Questa dedizione al realismo viene ben espressa anche dalla scelta di attori non professionisti. Ciò che si voleva ottenere era la massima coincidenza tra attore e personaggio, tra sostanza e forma, al punto che i registi erano soliti cercare nelle vie delle città le fisionomie e le esperienze che meglio si prestavano alla storia che si voleva mostrare. Questa ricerca costante di adesione alla realtà in tutti i suoi particolari permetteva di portare sullo schermo un personaggio con il quale lo spettatore poteva rispecchiarsi pienamente. Ciò che diventa cruciale nel cinema neorealista è, infatti, la presenza, e cioè l'idea antieroica di un uomo che diventa veicolo di una quotidianità sentita come propria dallo spettatore. Proprio per questi motivi potremmo riconoscere al cinema neorealista italiano un ruolo centrale nella volontà di far intendere il cinema non come mero intrattenimento, ma come vera e propria forma di conoscenza. A tal proposito risultano emblematiche le parole di André Bazin in Che cosa è il cinema? (1999):«[…]ditemi se, uscendo dopo aver visto un film italiano, non vi sentite migliori, non avete voglia di cambiare l'ordine delle cose».
LADRI DI BICICLETTE
Ladri di biciclette (1948) viene solitamente descritto come il film che più di tutti riesce a mettere in pratica le esigenze neorealiste. La trama è molto semplice: Antonio Ricci, operaio disoccupato, riesce a trovare lavoro come attacchino. Per poter svolgere il suo lavoro ha però bisogno di una bicicletta, che l'operaio riesce con grande difficoltà a recuperare. Il primo giorno di lavoro, mentre sta attaccando un manifesto, la bicicletta viene rubata. Da quel momento inizia la ricerca del mezzo da parte di Antonio e del piccolo Bruno, suo figlio.

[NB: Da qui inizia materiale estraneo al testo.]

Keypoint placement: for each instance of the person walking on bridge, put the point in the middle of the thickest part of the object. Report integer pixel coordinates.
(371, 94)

Sin dalle prime scene si nota come la pretesa di realtà sia essenziale per De Sica e Zavattini, infatti, è proprio attraverso questo senso di realtà che diventa possibile divulgare quel messaggio sociale che non rimane in superficie, ma è intrinseco alla storia stessa: nella società in cui vive l'operaio la povertà dilaga e nell'indifferenza di istituzioni e associazioni, i poveri sono costretti a lottare fra di loro per sopravvivere. Guardando il film noi viviamo le speranze di Antonio, ci indigniamo per la solitudine cui è costretto e lo capiamo quando a sua volta tenta di rubare una bicicletta, ma allo stesso tempo avvertiamo quella frattura che si riflette negli occhi di Bruno quando vede il padre compiere l'azione. (https://youtu.be/02OIlZDbMRQ)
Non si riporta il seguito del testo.